Подтягиваюсь, хватаюсь за доски кузова и пролезаю под брезент. Там сухо. Только в том месте, откуда я забрался, мокро от струй дождя. Устраиваюсь на лужице. Нельзя высыхать, иначе не утащу Роба с собой. Оглядываюсь на него. Он сидит съежившись, подтянув колени к подбородку. Смотрит на меня, и я чувствую, как в нем бурлит ненависть. Голову пронзает холодная боль. Это плата за намерение увезти его отсюда.
«Игра еще не кончена».
Дышу, стараясь превозмочь боль. Слушаю ветер, бьющийся о брезент. Нет, Роб. Теперь моя взяла. Грузовик покачивается и скрипит. Совсем как корабль у причала. Стихия совсем взбесилась. Впереди долгая ночь.
Ночь вдвоем с братом, который вонзает мне незримые сосульки в голову. Который прикован ко мне лужей, что растеклась подо мной. На фабричном дворе по-прежнему никого. Вряд ли мы тронемся в путь раньше утра. Мне остается ждать. Я пережил все каверзы, подстроенные Робом. Выдержу и это ожидание. Мы уедем. Пока что все идет по плану.
Сажусь и надеваю вторую футболку. Джинсы достаточно мокрые. Футболка тоже скоро намокнет. Все это будет держать Роба на привязи. Расстегиваю пояс на куртке и делаю из нее подушку. Ложусь на бок, сворачиваюсь калачиком и подношу ладони к лицу, чтобы греть их дыханием.
Опять смотрю на Роба.

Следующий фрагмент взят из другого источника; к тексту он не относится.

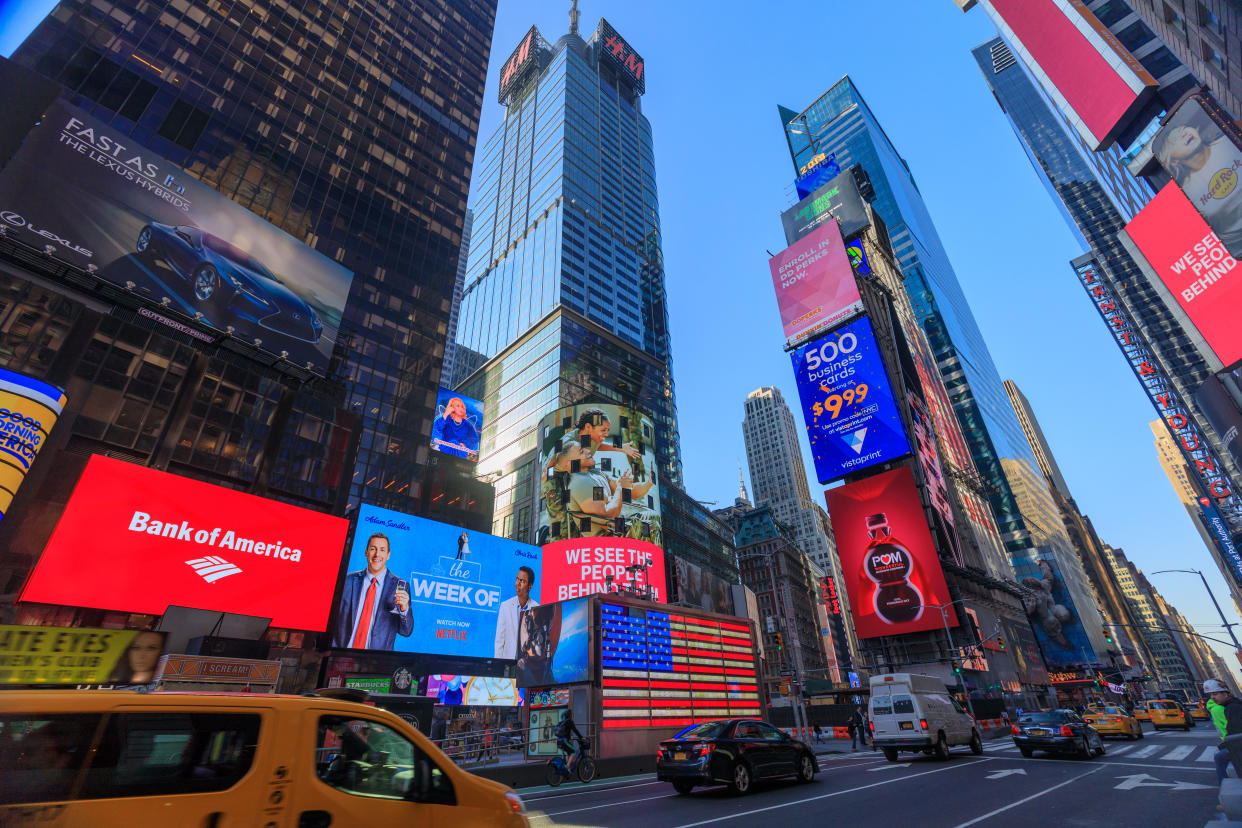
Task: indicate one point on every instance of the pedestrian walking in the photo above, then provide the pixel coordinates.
(1226, 713)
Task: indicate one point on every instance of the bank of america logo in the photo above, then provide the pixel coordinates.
(213, 567)
(855, 440)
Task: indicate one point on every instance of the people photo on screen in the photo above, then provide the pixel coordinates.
(374, 602)
(509, 615)
(453, 432)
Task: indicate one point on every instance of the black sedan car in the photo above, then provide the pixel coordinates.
(229, 284)
(733, 751)
(1056, 731)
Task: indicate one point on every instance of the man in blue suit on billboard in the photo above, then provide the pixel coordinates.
(374, 603)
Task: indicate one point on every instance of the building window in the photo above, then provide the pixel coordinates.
(1212, 57)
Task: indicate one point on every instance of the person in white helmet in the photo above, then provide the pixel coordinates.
(1222, 705)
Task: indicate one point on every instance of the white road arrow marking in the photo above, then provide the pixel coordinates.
(1142, 781)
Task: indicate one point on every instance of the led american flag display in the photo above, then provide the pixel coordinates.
(667, 669)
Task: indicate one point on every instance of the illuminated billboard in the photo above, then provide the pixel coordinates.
(815, 284)
(1190, 261)
(888, 561)
(1081, 65)
(137, 540)
(421, 586)
(1205, 162)
(837, 199)
(458, 425)
(106, 202)
(29, 409)
(581, 566)
(553, 644)
(598, 474)
(851, 417)
(673, 668)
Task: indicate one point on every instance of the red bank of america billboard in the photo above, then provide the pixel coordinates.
(1082, 66)
(137, 540)
(888, 560)
(1195, 266)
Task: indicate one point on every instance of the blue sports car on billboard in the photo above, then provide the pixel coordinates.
(227, 282)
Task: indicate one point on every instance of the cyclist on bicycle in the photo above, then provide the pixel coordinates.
(564, 730)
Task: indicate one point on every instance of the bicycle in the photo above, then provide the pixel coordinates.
(584, 766)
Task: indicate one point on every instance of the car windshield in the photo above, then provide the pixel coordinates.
(235, 255)
(706, 730)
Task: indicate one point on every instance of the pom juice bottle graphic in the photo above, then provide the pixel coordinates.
(889, 565)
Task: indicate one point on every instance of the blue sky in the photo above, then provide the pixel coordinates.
(716, 73)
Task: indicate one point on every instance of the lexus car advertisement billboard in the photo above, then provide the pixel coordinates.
(598, 476)
(847, 404)
(1082, 66)
(422, 586)
(102, 200)
(138, 540)
(888, 560)
(815, 284)
(1199, 271)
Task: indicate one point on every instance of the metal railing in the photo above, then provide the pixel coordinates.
(482, 747)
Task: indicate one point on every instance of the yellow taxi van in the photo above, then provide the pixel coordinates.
(98, 757)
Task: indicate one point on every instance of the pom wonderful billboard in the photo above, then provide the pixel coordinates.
(99, 199)
(888, 560)
(137, 540)
(815, 284)
(1195, 266)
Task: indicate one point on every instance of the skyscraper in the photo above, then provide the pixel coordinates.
(349, 126)
(564, 296)
(841, 122)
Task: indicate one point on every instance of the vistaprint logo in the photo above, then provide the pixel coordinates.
(214, 567)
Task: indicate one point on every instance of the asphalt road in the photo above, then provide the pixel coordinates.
(1164, 780)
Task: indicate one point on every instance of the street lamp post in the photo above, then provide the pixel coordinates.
(944, 620)
(1237, 647)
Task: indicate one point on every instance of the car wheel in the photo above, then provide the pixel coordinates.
(740, 783)
(806, 767)
(206, 283)
(976, 744)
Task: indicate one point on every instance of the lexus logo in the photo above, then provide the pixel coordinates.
(213, 567)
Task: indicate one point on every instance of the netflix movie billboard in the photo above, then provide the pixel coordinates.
(589, 565)
(1078, 62)
(1190, 261)
(815, 284)
(103, 201)
(137, 540)
(888, 561)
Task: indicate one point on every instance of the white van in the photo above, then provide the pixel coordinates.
(915, 713)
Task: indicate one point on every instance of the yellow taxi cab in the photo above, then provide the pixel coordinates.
(1166, 713)
(99, 759)
(1113, 721)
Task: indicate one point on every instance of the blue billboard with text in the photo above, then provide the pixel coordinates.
(847, 402)
(421, 586)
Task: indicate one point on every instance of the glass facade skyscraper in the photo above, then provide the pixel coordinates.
(841, 122)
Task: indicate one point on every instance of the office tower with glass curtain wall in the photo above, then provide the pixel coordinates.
(352, 127)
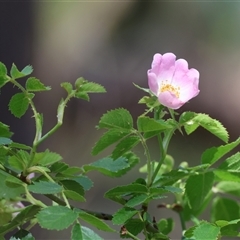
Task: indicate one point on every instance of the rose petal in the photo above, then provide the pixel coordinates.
(170, 100)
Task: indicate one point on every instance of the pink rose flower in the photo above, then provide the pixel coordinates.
(171, 81)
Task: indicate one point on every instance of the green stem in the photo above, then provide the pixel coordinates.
(182, 221)
(147, 154)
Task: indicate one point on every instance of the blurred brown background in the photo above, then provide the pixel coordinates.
(113, 43)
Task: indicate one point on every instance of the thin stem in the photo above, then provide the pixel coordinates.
(65, 200)
(147, 154)
(37, 118)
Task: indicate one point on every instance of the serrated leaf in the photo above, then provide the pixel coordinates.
(3, 69)
(122, 215)
(43, 187)
(213, 154)
(19, 103)
(192, 121)
(74, 196)
(91, 87)
(118, 118)
(206, 230)
(125, 145)
(197, 188)
(46, 158)
(67, 86)
(136, 200)
(35, 85)
(85, 182)
(108, 138)
(5, 131)
(82, 95)
(111, 167)
(126, 189)
(146, 124)
(224, 209)
(58, 167)
(231, 164)
(56, 217)
(88, 234)
(94, 221)
(227, 176)
(7, 192)
(76, 232)
(5, 141)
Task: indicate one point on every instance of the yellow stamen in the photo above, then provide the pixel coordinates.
(165, 86)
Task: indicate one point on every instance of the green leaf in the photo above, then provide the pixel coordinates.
(20, 160)
(94, 221)
(125, 189)
(230, 228)
(122, 215)
(5, 131)
(232, 188)
(19, 103)
(56, 217)
(192, 121)
(125, 145)
(88, 234)
(231, 164)
(136, 200)
(108, 138)
(227, 176)
(146, 124)
(5, 141)
(224, 209)
(111, 167)
(85, 182)
(58, 167)
(27, 214)
(67, 86)
(15, 73)
(165, 226)
(213, 154)
(20, 146)
(35, 85)
(91, 87)
(76, 232)
(23, 235)
(46, 158)
(43, 187)
(118, 118)
(73, 186)
(134, 226)
(197, 188)
(27, 70)
(3, 75)
(74, 196)
(207, 231)
(7, 192)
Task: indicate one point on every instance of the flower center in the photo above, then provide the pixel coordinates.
(165, 86)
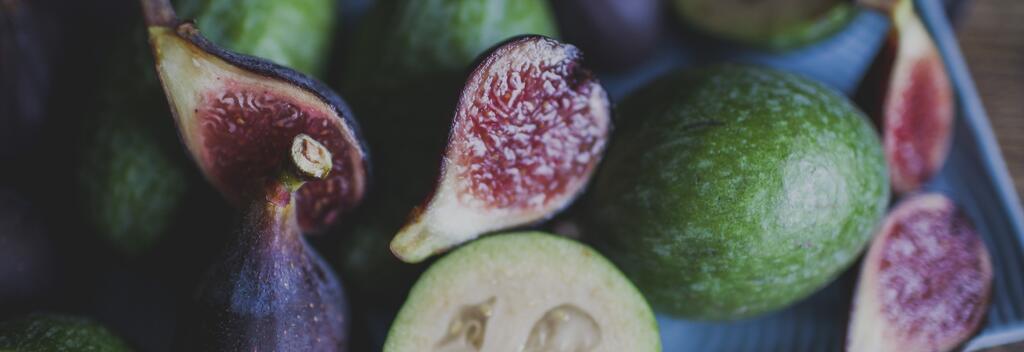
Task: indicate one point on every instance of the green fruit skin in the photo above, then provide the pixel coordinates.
(735, 190)
(49, 333)
(788, 34)
(410, 61)
(134, 172)
(294, 33)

Он сидит скрючившись. Молчит. Впервые за все эти дни меня не пугает его присутствие. Мы опять вдвоем, как раньше. Однако теперь поменялись ролями.
Закрываю глаза. Буря снаружи утихает. Шум ветра становится даже приятным. Он меня убаюкивает, и вскоре я засыпаю.
– И какого лешего они болтают о закрытии? У нас работы успевай поворачиваться, – слышится угрюмый голос.
Открываю глаза и пытаюсь сообразить, где я. На меня смотрит тень, очертаниями похожая на Роба. Понятно, мы дома, лежим на матрасах. Разговор мне приснился. Должно быть, уже утро.
Потом вспоминаю: Роб мертв.
– Они совсем спятили. Мы приносим такой доход, а им все мало, – подхватывает другой голос.
Я в большой прямоугольной палатке и почему-то лежу в луже. Голоса совсем близко, за брезентом. Лежу не шевелясь, вслушиваюсь в разговор. Потом вспоминаю, как среди ночи сюда залез.
– Жадность – вот как это зовется. Я что слышал: они хотят перенести производство в Польшу. Там можно сэкономить на зарплатах… Э-э, смотри, у тебя тут беда.